The coal blocks allotment scam and bureaucratic decision paralysis

The latest twist in the CBI's investigation of India's coal block allotment scandal is a an excellent example of how decision paralysis threatens to grip the Indian bureaucracy.

The latest issue concerns the decision to allot Talabira II and III coal blocks in Odisha to Mahanandi Coalfields Ltd (MCL), Neyveli Lignite Corporation (NLC), and Hindalco. The coal blocks were originally allotted to the two state-owned firms by the Coal Ministry's Screening Committee. However, Mr Kumar Mangalam Birla, owner of Hindalco, wrote to the Prime Minister, asking for allotment of some coal from Talabira for the captive power plants being set up for its two Aluminium plants in Odisha. On the Prime Minister request for a report, the then Coal Secretary, Mr PC Parakh, after re-examining the case, recommended for sharing of coal extracted from the two blocks in a ratio of 70:15:15 between MCL, NLC, and Hindalco. The present controversy arose when the CBI, investigating into all coal-block allotments, filed an FIR, implicating the Mr Parakh and Mr Birla for indulging in a criminal conspiracy to get the coal block allotted to Hindalco, in contravention of the earlier decision to allot the blocks to only the two public sector entities. 

The Prime Minister's Office has issued a very detailed clarification to clear the air. It has clearly asserted that the decision to change the allotment was influenced by the strong recommendation of Odisha Government, directly through its Chief Minister, that Hindalco be given preference in the coal block allotment since it sought to establish two Aluminium plants which would create a number of jobs. 

Now consider the context. The Government of India had been following a discretionary allotment policy for coal blocks. The role of Mr Parakh, was to give his remarks on the request of the Prime Minister. He did so, by making out a case to revise the allotment. The Prime Minister, being the Coal Minister too and therefore the competent authority, after examining the case and the report of the Coal Secretary, approved the change in allotment. The due process of law being followed in all the official transactions. Given this context, the CBI's FIR makes interesting reading,
Pursuant to these letters and personal meeting between Parakh and Birla, Parakh, by abusing his official position as a public servant recommended the allocation of Talabira II along with Talabira III coal block to Hindalco Industries Limited, along with other two companies without any valid basis or change in circumstances and with the sole intention to show undue favours to Hindalco Industries Limited… The inclusion of Hindalco reduced the share of Neyveli Lignite in the coal field… Due to this arrangement, the proposed power project of the NLC could not take off as planned.
Notice the insinuating reference to a “personal meeting”, which, atleast from the FIR's operative part, forms the basis a very sweeping accusation.
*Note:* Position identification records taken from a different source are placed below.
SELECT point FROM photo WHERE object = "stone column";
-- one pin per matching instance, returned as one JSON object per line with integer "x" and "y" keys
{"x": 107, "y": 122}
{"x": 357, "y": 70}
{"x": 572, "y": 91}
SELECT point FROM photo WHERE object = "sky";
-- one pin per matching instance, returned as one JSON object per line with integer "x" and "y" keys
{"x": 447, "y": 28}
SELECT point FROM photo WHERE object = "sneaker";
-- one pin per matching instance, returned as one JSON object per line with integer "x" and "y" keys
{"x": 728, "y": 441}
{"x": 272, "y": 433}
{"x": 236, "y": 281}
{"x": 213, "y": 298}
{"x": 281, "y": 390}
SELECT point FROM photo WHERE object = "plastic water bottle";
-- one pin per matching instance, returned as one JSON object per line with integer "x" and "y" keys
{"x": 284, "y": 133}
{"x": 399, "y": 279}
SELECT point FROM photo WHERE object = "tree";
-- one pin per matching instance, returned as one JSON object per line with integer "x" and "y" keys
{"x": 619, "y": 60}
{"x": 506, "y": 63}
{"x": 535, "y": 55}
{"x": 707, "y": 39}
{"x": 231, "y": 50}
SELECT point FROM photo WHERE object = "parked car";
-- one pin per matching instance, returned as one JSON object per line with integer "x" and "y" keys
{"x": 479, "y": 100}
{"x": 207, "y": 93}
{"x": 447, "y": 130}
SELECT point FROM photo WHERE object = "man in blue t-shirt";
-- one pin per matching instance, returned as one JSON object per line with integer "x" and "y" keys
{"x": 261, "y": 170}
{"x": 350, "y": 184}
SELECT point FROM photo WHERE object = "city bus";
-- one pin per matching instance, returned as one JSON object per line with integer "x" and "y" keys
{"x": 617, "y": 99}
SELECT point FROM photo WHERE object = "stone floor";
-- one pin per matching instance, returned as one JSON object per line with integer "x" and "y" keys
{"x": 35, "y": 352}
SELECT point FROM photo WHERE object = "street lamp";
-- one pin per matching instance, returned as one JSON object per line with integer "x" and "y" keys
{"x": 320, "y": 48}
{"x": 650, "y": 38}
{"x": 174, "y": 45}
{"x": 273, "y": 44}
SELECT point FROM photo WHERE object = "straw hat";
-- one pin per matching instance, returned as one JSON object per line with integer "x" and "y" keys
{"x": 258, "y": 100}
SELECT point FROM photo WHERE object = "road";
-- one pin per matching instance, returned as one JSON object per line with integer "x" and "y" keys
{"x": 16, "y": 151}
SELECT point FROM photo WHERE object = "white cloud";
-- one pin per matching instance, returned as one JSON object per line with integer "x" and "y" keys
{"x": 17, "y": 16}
Mere reversal of a decision, even if it meant adversely affecting the interests of a public sector entity, cannot form the basis for a “criminal conspiracy”. In this case, Mr Parakh had clearly laid out the reasons for his recommendation so that the competent authority could take a decision. One can ponder over the merits of the recommendation. However, to attribute malafide due to selective focus on three events from amongst an expansive cohort of potentially unrelated events - a “personal meeting”, loss caused to a public sector entity, and gains to a private entity - strains credulity. 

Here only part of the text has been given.